Road Sprinkler includes the perhaps unfortunate and misleading statement that a district court can "properly treat as abandoned a claim alleged in the complaint but not even raised as a ground for summary judgment." 10 F.3d at 1568. A literal reading of this statement would mean that if a plaintiff moves for summary judgment on one of its claims, but not other claims, those other claims can be deemed abandoned. That cannot be what the Eleventh Circuit meant. To the contrary, in Road Sprinkler, the defendant moved for summary judgment on both of the plaintiff's theories for its case, namely, the successorship doctrine and alter ego. See id. The plaintiff failed to address the alter ego theory in its opposition brief, as noted by the court; the plaintiff also did not raise the theory in its own motion for summary judgment. See id. Under the circumstances, the Eleventh Circuit understandably concluded that the district court properly treated the plaintiff's alter ego theory "as abandoned" and that the theory was "no longer an issue in [the] case." Id.
Here, in contrast, Stryker's claim for attorney fees under § 285 was never put in issue before the district court: neither party moved for summary judgment on the issue. Furthermore, Stryker was not obligated to raise the issue in its motion for summary judgment of invalidity under § 102(b). For one, a claim for attorney fees under § 285 is a separate claim. Additionally, an award of attorney fees can only be made in "exceptional cases" and only to the "prevailing party." 35 U.S.C. § 285 (1994). Until the "prevailing party" is known, a party that has pled a claim for attorney fees under § 285 cannot be expected to bring a motion for such fees. See DH Tech., Inc. v. Synergystex Int'l, Inc., 154 F.3d 1333, 1345, 47 USPQ2d 1865, 1874 (Fed. Cir. 1998) (vacating the "district court's decision on exceptional case status because the issue cannot be addressed until there is a prevailing party").

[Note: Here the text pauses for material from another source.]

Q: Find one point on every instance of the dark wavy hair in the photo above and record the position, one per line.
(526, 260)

Accordingly, we hold that the district court erred in concluding that Stryker abandoned its claim for attorney fees under § 285 by not raising the claim in its motion for summary judgment under § 102(b). Stryker appears to base its § 285 attorney fees claim on allegations in addition to those involving the sale considered here; we offer no opinion on those allegations, nor do we otherwise opine as to the merits of Stryker's § 285 claim. We also offer no opinion as to whether Stryker has adequately pled its § 285 claim.
The district court's judgment of invalidity is affirmed, the dismissal of Stryker's § 285 claim is vacated, and the case is remanded.
AFFIRMED-IN-PART, VACATED-IN-PART, AND REMANDED
The parties shall bear their own costs.